As of June 30, 2021, we held interests in 10,936 gross (4,816 net) wells, including wells that we do not operate. During the first quarter of 2021, we acquired interests in 1,671 gross (1,240 net) wells as part of the QEP Merger.

Midstream Operations



In our midstream operations segment, Rattler's crude oil infrastructure assets
consist of gathering pipelines and metering facilities, which collectively
gather crude oil for its customers. Rattler's facilities gather crude oil from
horizontal and vertical wells in our ReWard, Spanish Trail, Pecos and Glasscock
areas within the Permian Basin. Rattler's natural gas gathering and compression
system consists of gathering pipelines, compression and metering facilities,
which collectively service the production from our Pecos area assets within the
Permian Basin.

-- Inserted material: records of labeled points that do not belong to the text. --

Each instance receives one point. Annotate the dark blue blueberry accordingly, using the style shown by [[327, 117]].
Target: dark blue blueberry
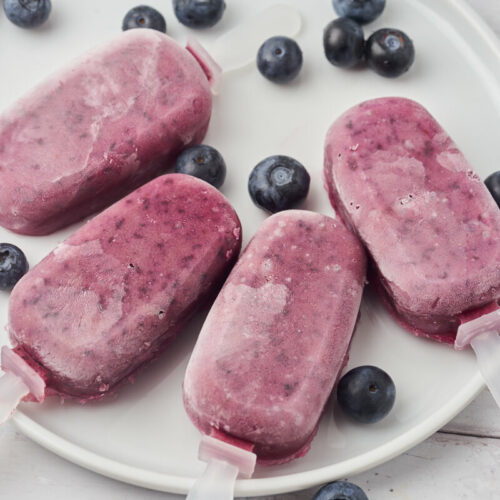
[[279, 59], [389, 52], [203, 162], [199, 13], [13, 265], [340, 490], [366, 394], [362, 11], [493, 184], [27, 13], [278, 183], [143, 16], [344, 42]]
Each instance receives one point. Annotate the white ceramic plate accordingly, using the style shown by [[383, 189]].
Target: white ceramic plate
[[143, 436]]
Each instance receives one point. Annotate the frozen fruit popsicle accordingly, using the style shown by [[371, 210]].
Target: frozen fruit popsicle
[[277, 336], [98, 129], [113, 295], [428, 222]]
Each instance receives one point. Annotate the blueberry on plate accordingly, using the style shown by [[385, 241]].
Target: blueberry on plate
[[279, 59], [278, 183], [389, 52], [493, 184], [366, 394], [13, 265], [27, 13], [340, 490], [203, 162], [344, 42], [143, 16], [361, 11], [199, 13]]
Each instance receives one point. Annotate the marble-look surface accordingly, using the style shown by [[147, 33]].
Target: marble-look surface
[[457, 463]]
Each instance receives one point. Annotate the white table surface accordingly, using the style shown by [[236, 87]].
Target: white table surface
[[461, 461]]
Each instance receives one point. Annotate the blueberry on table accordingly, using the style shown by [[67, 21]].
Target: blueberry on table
[[13, 265], [344, 42], [389, 52], [279, 59], [366, 394], [340, 490], [278, 183], [27, 13], [199, 13], [203, 162], [361, 11], [493, 184], [143, 16]]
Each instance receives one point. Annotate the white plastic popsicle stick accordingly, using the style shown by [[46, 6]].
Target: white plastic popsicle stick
[[224, 463], [12, 391], [483, 334], [238, 47]]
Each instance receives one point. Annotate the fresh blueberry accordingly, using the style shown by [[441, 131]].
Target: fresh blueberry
[[344, 42], [27, 13], [143, 16], [493, 184], [389, 52], [340, 490], [203, 162], [199, 13], [278, 183], [366, 394], [279, 59], [13, 265], [362, 11]]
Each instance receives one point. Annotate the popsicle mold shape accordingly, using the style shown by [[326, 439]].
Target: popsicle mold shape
[[428, 222], [109, 122], [277, 336], [112, 296]]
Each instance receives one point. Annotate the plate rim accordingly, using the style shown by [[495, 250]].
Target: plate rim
[[290, 482]]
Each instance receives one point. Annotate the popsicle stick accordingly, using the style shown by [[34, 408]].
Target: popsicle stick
[[12, 391]]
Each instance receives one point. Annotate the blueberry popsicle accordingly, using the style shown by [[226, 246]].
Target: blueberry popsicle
[[98, 129], [277, 336], [113, 295], [428, 222]]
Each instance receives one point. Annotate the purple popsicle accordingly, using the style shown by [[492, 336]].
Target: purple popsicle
[[98, 129], [113, 295], [427, 220], [277, 336]]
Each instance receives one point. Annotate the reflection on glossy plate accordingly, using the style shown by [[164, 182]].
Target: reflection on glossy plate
[[143, 435]]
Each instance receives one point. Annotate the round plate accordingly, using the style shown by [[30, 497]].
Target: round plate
[[143, 435]]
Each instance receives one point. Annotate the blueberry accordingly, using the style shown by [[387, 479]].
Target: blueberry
[[366, 394], [199, 13], [13, 265], [340, 490], [279, 59], [278, 183], [344, 42], [203, 162], [27, 13], [493, 184], [143, 16], [389, 52], [362, 11]]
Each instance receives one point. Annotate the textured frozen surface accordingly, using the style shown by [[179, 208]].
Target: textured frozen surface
[[429, 223], [111, 297], [278, 334], [96, 130]]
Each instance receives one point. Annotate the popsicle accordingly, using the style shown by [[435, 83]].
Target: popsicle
[[113, 295], [427, 220], [277, 336], [99, 128]]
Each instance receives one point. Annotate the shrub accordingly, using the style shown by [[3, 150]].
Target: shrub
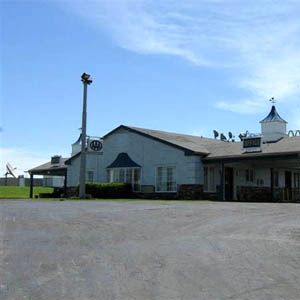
[[109, 190]]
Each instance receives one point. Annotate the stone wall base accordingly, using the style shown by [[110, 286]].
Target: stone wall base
[[190, 192]]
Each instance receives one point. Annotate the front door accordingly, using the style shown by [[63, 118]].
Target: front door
[[228, 184], [288, 185]]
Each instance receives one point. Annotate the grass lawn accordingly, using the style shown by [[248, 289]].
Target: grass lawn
[[13, 192]]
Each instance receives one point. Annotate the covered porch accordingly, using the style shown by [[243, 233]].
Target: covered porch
[[56, 167], [257, 178]]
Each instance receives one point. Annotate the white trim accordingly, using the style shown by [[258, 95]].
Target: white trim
[[208, 190], [175, 175], [125, 176]]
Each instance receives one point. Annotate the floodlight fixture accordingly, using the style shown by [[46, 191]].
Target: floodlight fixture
[[86, 78]]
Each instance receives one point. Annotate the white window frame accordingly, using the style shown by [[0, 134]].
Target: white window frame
[[296, 180], [93, 176], [111, 175], [250, 172], [207, 177], [174, 176]]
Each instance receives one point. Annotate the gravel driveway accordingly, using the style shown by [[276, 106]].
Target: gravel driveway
[[149, 250]]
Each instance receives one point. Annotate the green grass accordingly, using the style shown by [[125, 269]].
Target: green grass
[[19, 192]]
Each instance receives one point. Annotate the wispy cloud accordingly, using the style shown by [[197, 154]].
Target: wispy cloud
[[258, 40]]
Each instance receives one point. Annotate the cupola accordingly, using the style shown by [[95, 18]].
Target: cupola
[[273, 127]]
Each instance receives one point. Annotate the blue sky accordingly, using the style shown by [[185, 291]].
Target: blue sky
[[182, 66]]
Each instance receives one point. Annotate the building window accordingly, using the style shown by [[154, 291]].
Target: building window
[[166, 179], [90, 176], [276, 179], [209, 179], [249, 175], [297, 180], [126, 175]]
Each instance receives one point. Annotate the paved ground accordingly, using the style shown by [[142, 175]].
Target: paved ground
[[149, 250]]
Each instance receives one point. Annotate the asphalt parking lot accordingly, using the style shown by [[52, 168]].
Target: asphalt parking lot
[[149, 250]]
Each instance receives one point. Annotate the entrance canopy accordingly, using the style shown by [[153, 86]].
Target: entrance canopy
[[55, 167]]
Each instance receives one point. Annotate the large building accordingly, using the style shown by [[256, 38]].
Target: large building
[[163, 164]]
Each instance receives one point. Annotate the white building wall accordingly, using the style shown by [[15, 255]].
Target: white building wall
[[149, 154], [273, 131], [146, 152]]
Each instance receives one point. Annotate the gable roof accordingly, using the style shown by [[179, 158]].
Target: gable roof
[[213, 149], [189, 143]]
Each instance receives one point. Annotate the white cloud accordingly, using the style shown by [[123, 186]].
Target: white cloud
[[259, 41]]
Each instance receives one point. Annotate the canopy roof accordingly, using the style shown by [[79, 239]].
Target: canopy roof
[[123, 161], [57, 169]]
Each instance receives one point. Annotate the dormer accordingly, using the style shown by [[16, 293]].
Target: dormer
[[273, 127]]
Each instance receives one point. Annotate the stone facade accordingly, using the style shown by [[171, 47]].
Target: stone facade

Rattler's water sourcing and distribution assets consist of water
wells, hydraulic fracturing pits, pipelines and water treatment facilities,
which collectively gather and distribute water from Permian Basin aquifers to
the drilling and completion sites through buried pipelines and temporary surface
pipelines. Rattler's gathering and disposal system spans approximately 519 miles
and consists of gathering pipelines along with produced water disposal wells and
facilities which collectively gather and dispose of produced water from
operations throughout our Permian Basin acreage.

We have entered into multiple fee-based commercial agreements with Rattler, each
with an initial term ending in 2034, utilizing Rattler's infrastructure assets
or its planned infrastructure assets to provide an array of essential services
critical to our upstream operations in the Delaware and Midland Basins. Our
agreements with Rattler include substantial acreage dedications.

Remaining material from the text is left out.